AGA Chief Critical Of Hold Up On US Energy Bill Friday November 21, 6:55 pm ET
HOUSTON (Dow Jones)--The American Gas Association's chief administrative officer weighed in Friday on what he called "a minority of U.S. senators who turned their backs" on natural gas customers by blocking a controversial energy bill.
Those senators should be held accountable, said David Parker, president of the AGA, a consortium of gas utility companies based in Washington.
The blocking action dealt a severe setback to President George W. Bush's proposal to redirect the nation's energy agenda toward increased production of oil, gas, coal and corn-based ethanol.
Critics of the bill, both Democrats and Republicans, said it would provide too many favors to industry and hinder cleanup of water fouled by MTBE, a gasoline additive.
"It's a bill - not a policy," said Sempra Energy (NYSE:SRE - News) International's president Darcel L. Hulse, commenting in a panel discussion at a natural gas summit in Houston this week.
Also critical was Matt Simmons, an energy investment banker in Houston and an energy consultant to the Bush-Cheney 2000 presidential campaign. Simmons earlier this week said the bill offers no short-term solution to the nation's natural gas shortage and pointed to a generally flat gas production rate through the last several years.
The Republican-led bill includes hundreds of provisions for energy and related industries including $23.5 billion in tax breaks and a proposal to double ethanol use, an economic boon to farmers.
Supporters of the bill, which the Congressional Budget Office said will cost taxpayers nearly $32 billion, say the legislation would open the doors for new investment in the U.S. electric grid, provide loan guarantees for construction of a natural-gas pipeline from Alaska to Chicago and provide $23.5 billion in tax incentives for domestic oil and gas development and alternative energy.
But that Alaska pipeline is years away. Even Alaska's Republican Gov. Frank H. Murkowski, a former senator elected last year to the governor's seat, says the time is now to bring Alaskan gas to the U.S. markets.
"Literally 30 years of work have been put into bringing Alaska's tremendous gas resources to market," the governor said this week at a natural gas summit in Houston.
"This has always been a big challenge and often we've been told to wait for the market to welcome us. Now the time has come," he said.
Murkowski pointed to urgent market needs for Alaskan gas in Alaska, Canada, the Lower U.S. 48 states and the Pacific Rim.
But Parker, one of the natural gas industry's chief lobbyists, Friday limited his criticism to those Senate votes that held up the consideration of the bill on Friday.
"We are extremely disappointed that a minority of senators used parliamentary tactics to block consideration of a bill that otherwise would have won approval of a clear majority of the Senate," said Parker.

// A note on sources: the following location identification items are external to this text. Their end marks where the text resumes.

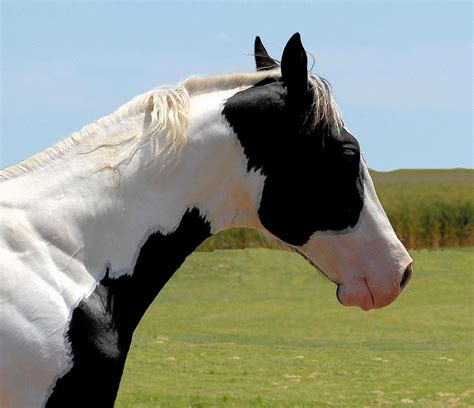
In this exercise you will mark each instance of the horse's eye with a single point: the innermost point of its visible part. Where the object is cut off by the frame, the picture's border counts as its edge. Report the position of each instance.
(351, 152)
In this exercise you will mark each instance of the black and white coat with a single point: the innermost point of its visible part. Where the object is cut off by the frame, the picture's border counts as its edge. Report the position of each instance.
(93, 228)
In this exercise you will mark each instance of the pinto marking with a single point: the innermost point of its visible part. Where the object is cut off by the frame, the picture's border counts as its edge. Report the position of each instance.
(94, 227)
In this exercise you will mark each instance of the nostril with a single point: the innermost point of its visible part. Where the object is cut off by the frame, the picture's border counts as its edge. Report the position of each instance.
(338, 293)
(406, 276)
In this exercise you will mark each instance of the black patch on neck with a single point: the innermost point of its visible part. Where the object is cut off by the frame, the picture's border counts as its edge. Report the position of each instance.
(101, 328)
(313, 175)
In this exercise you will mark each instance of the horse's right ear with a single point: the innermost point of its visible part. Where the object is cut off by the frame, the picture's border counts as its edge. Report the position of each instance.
(263, 61)
(294, 66)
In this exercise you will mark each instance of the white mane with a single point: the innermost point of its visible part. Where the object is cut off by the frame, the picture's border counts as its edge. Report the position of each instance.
(166, 119)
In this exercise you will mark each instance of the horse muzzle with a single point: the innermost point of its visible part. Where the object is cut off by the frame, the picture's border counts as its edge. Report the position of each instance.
(368, 295)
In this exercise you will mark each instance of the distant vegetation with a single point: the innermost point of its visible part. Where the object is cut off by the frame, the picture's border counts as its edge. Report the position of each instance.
(427, 208)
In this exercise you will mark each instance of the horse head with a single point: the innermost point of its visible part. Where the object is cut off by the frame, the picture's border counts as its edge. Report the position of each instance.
(318, 196)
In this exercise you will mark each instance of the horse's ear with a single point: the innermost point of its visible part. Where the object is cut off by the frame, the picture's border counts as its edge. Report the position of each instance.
(263, 61)
(294, 66)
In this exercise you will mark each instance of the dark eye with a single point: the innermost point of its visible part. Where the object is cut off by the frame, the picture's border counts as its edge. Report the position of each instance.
(351, 152)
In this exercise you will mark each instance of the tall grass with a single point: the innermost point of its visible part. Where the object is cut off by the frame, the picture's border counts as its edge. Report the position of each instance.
(427, 208)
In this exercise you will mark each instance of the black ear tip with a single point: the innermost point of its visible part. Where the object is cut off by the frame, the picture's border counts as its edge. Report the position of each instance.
(295, 38)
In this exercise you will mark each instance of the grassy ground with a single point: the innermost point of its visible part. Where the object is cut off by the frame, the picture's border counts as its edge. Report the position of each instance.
(261, 328)
(427, 208)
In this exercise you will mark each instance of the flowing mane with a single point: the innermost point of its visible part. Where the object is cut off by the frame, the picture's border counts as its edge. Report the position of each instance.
(166, 118)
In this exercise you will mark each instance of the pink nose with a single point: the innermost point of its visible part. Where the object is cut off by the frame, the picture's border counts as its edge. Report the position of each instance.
(367, 297)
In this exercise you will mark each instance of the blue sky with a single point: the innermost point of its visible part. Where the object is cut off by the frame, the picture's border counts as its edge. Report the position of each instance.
(401, 71)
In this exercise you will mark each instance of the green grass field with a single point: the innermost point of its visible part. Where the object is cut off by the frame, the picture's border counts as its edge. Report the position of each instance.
(427, 208)
(261, 328)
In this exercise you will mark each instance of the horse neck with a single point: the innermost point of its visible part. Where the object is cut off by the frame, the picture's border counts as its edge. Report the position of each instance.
(100, 215)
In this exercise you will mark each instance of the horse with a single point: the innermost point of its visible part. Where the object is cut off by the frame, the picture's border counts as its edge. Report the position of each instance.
(95, 226)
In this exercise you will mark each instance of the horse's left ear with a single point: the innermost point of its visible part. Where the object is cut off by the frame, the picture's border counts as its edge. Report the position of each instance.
(294, 66)
(263, 61)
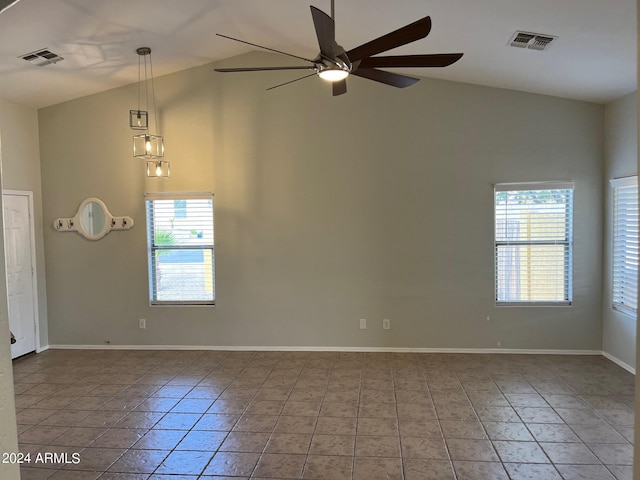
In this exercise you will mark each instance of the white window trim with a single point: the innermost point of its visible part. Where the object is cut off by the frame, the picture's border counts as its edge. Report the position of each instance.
(543, 185)
(616, 305)
(151, 196)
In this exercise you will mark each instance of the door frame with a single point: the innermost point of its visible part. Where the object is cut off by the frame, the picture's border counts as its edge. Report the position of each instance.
(32, 248)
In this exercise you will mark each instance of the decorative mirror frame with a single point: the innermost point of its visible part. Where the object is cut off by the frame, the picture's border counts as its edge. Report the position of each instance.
(74, 224)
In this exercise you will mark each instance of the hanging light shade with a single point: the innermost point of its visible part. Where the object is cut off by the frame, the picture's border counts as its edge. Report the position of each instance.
(147, 145)
(158, 169)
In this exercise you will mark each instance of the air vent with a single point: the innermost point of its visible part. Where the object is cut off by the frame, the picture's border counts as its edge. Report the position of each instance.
(534, 41)
(42, 57)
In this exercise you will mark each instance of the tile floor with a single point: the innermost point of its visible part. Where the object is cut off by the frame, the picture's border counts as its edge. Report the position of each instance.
(139, 415)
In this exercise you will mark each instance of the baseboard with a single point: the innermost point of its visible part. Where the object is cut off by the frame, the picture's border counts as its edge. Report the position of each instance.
(331, 349)
(619, 362)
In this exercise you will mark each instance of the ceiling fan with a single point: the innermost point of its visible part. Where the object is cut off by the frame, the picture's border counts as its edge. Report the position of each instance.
(335, 64)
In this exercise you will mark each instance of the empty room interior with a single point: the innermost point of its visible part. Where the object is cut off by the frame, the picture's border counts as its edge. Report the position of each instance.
(362, 240)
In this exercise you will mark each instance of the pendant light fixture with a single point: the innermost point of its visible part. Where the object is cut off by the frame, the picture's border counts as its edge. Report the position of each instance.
(147, 145)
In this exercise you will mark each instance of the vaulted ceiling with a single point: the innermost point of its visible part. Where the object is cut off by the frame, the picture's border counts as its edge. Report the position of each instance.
(593, 59)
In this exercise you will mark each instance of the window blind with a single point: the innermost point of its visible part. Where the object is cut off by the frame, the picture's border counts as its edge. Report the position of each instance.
(625, 245)
(180, 239)
(533, 243)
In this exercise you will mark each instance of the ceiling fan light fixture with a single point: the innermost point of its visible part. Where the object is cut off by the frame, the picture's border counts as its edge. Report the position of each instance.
(333, 74)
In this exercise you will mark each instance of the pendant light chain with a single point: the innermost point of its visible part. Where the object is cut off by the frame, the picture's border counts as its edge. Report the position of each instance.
(153, 95)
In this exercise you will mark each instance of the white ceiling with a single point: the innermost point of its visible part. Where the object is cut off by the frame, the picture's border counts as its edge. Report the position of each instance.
(594, 58)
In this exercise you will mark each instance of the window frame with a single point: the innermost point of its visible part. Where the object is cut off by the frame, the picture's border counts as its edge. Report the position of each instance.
(153, 248)
(621, 302)
(568, 242)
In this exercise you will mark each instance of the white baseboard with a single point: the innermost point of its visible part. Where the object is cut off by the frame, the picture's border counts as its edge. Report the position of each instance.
(330, 349)
(619, 362)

The energy bill was overwhelmingly passed earlier this week by the Republican- led House.
Parker, who earlier this week predicted victory for the bill by a slight margin, said the Senate vote not only denies U.S. consumers greater supplies of clean, efficient natural gas at affordable prices, but also abandons low-income and working families."
The AGA's chief administrative officer said the energy bill also seeks to expand funding for Low Income Home Energy Assistance Program.
Natural gas meets nearly 25% of the U.S. energy needs. The AGA represents 191 local energy utility companies that deliver natural gas to more than 53 million homes, businesses and industries throughout the U.S.